Do you understand what will happen if Russia wins, full-scale Russification and all the rest?
Yes. This is probably one of the reasons why even Ukrainians think it would be good to stop the war, but when journalists ask them on the street if they are willing to vote in a referendum to give up the occupied territories in exchange for peace, they all say no.
How do you assess the EU’s reaction so far?
For the first time, the EU began to debate its own hypocrisy. At the beginning of the war I spoke to politicians in Austria, and they told me that it was a neutral country, that they could not support Ukraine because its economy would collapse without Russian gas and oil. Now they don’t talk about it anymore. They are still not helping Ukraine, but they are learning to live without Russian gas. There is still a very powerful effect of Russian culture on the European mentality. Because Russia, and also the USSR, have invested a lot of money in promoting the great Russian culture. This has created an inferiority complex in many European intellectuals, who consider Russian culture to be superior to European culture.
Speaking of culture, are Dostoyevsky and Tolstoy serving the Kremlin to justify war?
If you read Dostoyevsky and Tolstoy, you can find some ideas that are now used in war.
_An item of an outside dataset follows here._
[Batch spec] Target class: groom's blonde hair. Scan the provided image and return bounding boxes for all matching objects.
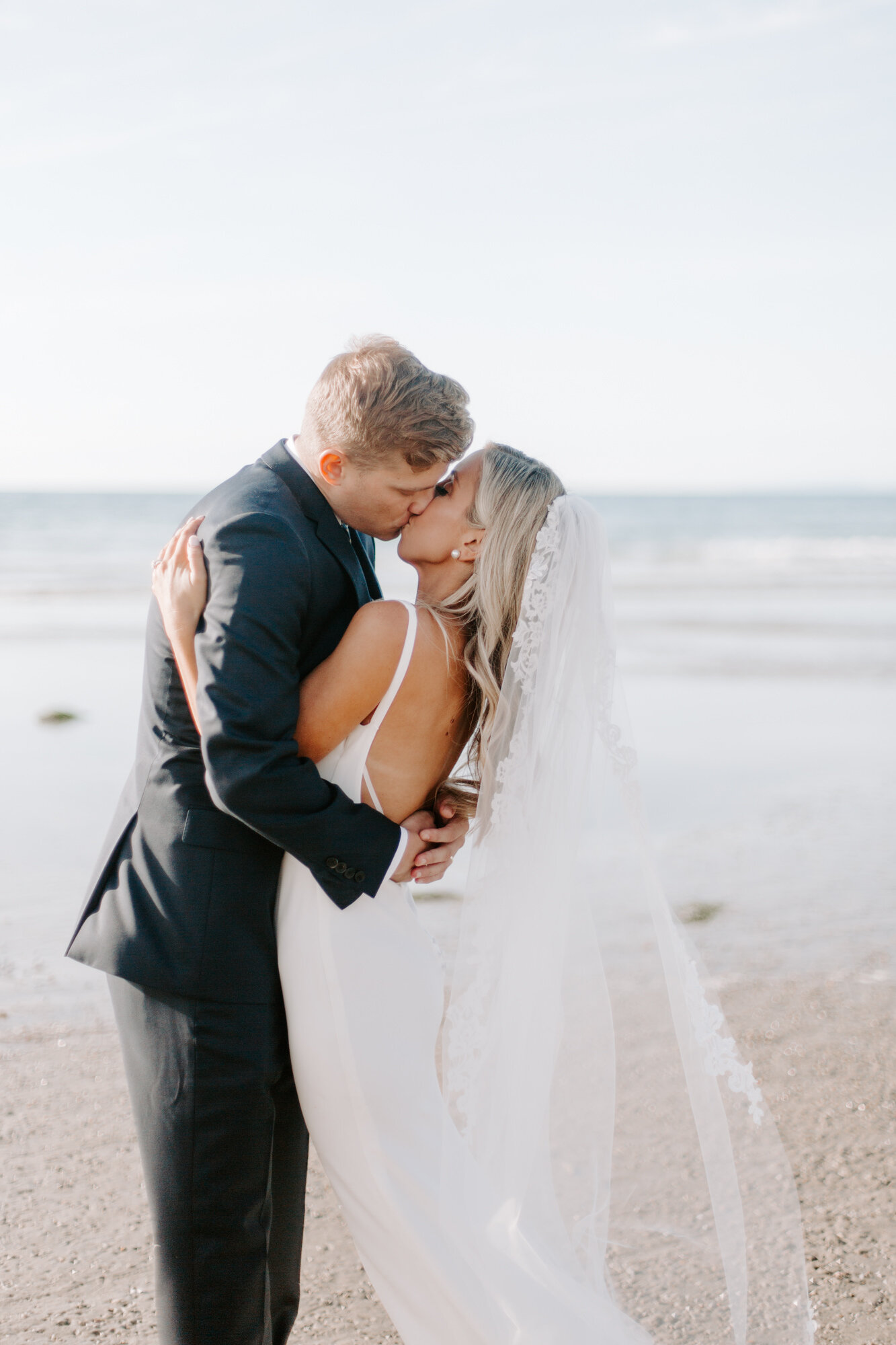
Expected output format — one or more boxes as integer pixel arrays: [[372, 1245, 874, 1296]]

Dostoyevsky consolidated the principle of fatalism, and wrote that man can do practically nothing against destiny. That is why the Russian intelligentsia is so passive. Putin uses Russian culture: the Mariupol theater, which was destroyed by Russian bombing at the beginning of the war, when they closed the ruins, they covered them with huge cloths on which there were portraits of Dostoyevsky, Pushkin, Tolstoy and other classics of Russian literature.
Do you think that thanks to the war in Ukraine, Europe is learning how to resist Russia?
Yes, but this also happens thanks to Trump. That is to say, Europe has moved closer to Ukraine because the US has moved away from Europe and Ukraine at the same time. And in this situation, no one knows what the future of NATO will be, which means that we will have to talk about a European Army. If we talk about a pan-European Army, the strongest at the moment is the Ukrainian one, located on the eastern border of the European Union.
If the war stops now, it will be very difficult for the Kremlin to explain this to Russian citizens.
That’s why this war won’t end until Putin leaves, dies, or something happens. This is Putin’s last war, and he can’t lose it because now he thinks about how he will be described in the history books at school. That is, he wants them to write about him that he was the most powerful tsar, the one who made Russia great again. If he signs a peace treaty, regardless of how it is explained, he will have capitulated, and would show that he is weak. He will have accepted that Russia could not fulfill the objectives it promised to the Russian people.